Large house, built in 1912 for Edward Chaning Wills, Bart, and his wife, "with the help of A.F. Woodman of Exeter, Builder and L.A. Lucas of Exeter, Architect"
(datestone). Some internal modifications of the 1980s for conversion to fire service convalescent home. Local grey limestone rubble with Ham Hill dressings, moulded brick dressings to the service wing and subsidiary rooms; slate roofs; 7 stone rubble stacks with Ham Hill coping. The right hand end of the house has a girder and concrete construction to the first floor.
Eccentric mixture of Jacobean style (coped gables, mullioned windows) and Vernacular Revival (variety of roof designs). L plan, the main range facing south with a rear left service wing at right angles to the main range. The principal entrance is right of centre on the south front with an entrance hall with the main stair in a gabled wing to the rear of the hall. To the left of the entrance hall a service corridor behind the principal rooms gives access to the rear left service wing; a service courtyard at the left end gives access to a detached subsidiary service block (separately listed). 3 principal ground floor rooms: 2 to the left of the entrance hall, 1 to the right. Late C20 modifications have involved some re-partitioning of the first floor rooms, the ground floor left room and the conversion of the principal centre room to a bar.
2 storeys. Asymmetrical 8 bay front with 2 coped gables to the front to left and right of centre on either side of a 2-storey castellated bay to the left and a projecting single-storey Ham Hill porch to the right which has a parapet rising as a pediment above a Tudor arched moulded outer doorway. The gabled bay to the right of the porch has a single-storey canted bay with transomed mullioned windows and an ogee-headed doorway in the centre. Mullioned windows throughout, of 1, 2, 3, 5 and 7 lights, the first floor window in the gabled bays and the attic window in the right hand bay all with lead tent roofs.

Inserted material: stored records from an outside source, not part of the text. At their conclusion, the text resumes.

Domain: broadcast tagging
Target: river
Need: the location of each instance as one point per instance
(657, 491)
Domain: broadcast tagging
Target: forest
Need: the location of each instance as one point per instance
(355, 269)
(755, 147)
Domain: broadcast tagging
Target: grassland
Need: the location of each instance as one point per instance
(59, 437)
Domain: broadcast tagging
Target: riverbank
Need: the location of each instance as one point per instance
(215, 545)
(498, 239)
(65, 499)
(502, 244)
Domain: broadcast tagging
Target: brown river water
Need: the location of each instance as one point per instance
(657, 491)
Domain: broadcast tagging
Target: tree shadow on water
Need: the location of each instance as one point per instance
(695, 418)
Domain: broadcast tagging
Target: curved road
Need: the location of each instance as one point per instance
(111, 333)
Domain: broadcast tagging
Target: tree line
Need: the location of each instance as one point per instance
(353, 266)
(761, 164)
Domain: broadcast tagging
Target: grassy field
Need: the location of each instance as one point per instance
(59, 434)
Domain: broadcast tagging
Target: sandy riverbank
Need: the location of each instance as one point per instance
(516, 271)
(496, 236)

A first floor bow window above the porch has a peaked slate roof. At the left end of the south elevation a single-storey projecting bay with ogee-headed windows on the south and east sides is buttressed and decorated with carved stone reliefs. A timber verandah with a glazed roof runs between this bay and the porch, with segmental arched openings on posts.

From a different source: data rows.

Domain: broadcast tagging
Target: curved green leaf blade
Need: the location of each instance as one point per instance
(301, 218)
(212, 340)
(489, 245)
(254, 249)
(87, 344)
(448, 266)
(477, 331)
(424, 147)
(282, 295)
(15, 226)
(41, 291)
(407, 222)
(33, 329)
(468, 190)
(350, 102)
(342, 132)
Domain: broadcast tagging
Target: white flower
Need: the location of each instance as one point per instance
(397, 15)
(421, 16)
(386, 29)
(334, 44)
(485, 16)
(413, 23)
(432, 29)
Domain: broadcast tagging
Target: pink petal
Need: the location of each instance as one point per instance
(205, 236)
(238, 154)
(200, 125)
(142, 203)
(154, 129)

The stair wing on the rear elevation has a 2 span roof, 1 span half-hipped to the rear, the second span with the eaves swept down to first floor level and a 4-light mullioned and transomed stair window. The west elevation (service wing) has 2 gables to the west and mullioned windows with Ham Hill lintels and moulded brick mullions.
Stone gateposts with ball finials at the left end of the main range lead into the service yard.
Interior Largely intact, the interior features unexpectedly modest. The entrance hall has a triple stone arch at the rear, the left hand arch giving access to the service corridor, the centre arch to the stair which has stick balusters and a timber arcade to the top landing with shallow arches supported on reeded timber piers with Ionic capitals. Other features of interest include stone chimneypieces, original doors and, more or less throughout the house, decorated plaster cornices, with a variety of scallop shell and foliage designs.
Edward Wills, who was fond of hunting, is said to have had his study adjacent to the gun room at the left end of the main range where the cornices are decorated with rabbits and pheasants.
Semi-circular steps at the rear of the house formerly gave access to a terraced
garden.
An imposing house of 1912, very complete externally and with most of its interior features intact.